“Even my husband at the time, he came down with AIDS, and when he died in 1989, at his funeral, nobody would say that he had AIDS. We were just enraged. We fought to make it public so it would start being addressed. We had been together for seven years, and he was playing around, and for some reason I didn’t get it.”
“I was the minister of the Metropolitan Community Church and when the folks like Michael Phair got together and applied for a grant to do something about AIDS, they couldn’t receive the grant because they weren’t established as a not-for-profit organization, and they didn’t have charitable status and all the rest of this. I was a friend of Michael’s, so he asked if the church could take our cheque, and I said, ‘Yes.’ And then we paid whatever bills he submitted to us.

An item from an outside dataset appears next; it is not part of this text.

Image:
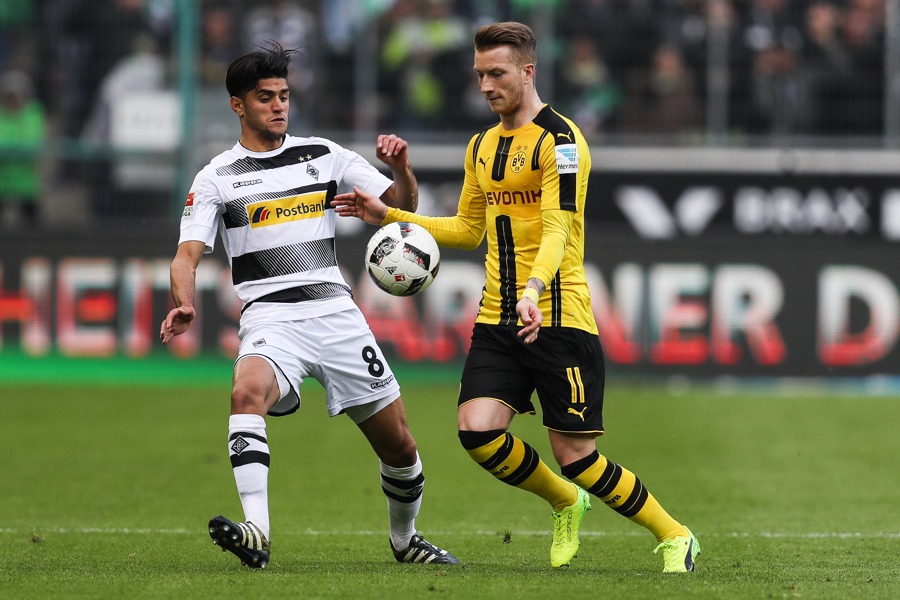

So we enabled them to work for a year until they got their own not-for-profit. So yes, I was sort of in on the ground floor.”
“The one good thing that came from AIDS is that the community solidified and worked together to face this threat ... There are some of us old farts still kicking around from back them, but we probably lost about a generation. As a minister, I did funerals, memorial services, and certainly talked to the people who had HIV. I didn’t get to talk to many parents because so many parents, when they found out their kid had AIDS, they were also finding out that their kid was gay, so they were so in shock that most of them didn’t want to talk to a minister."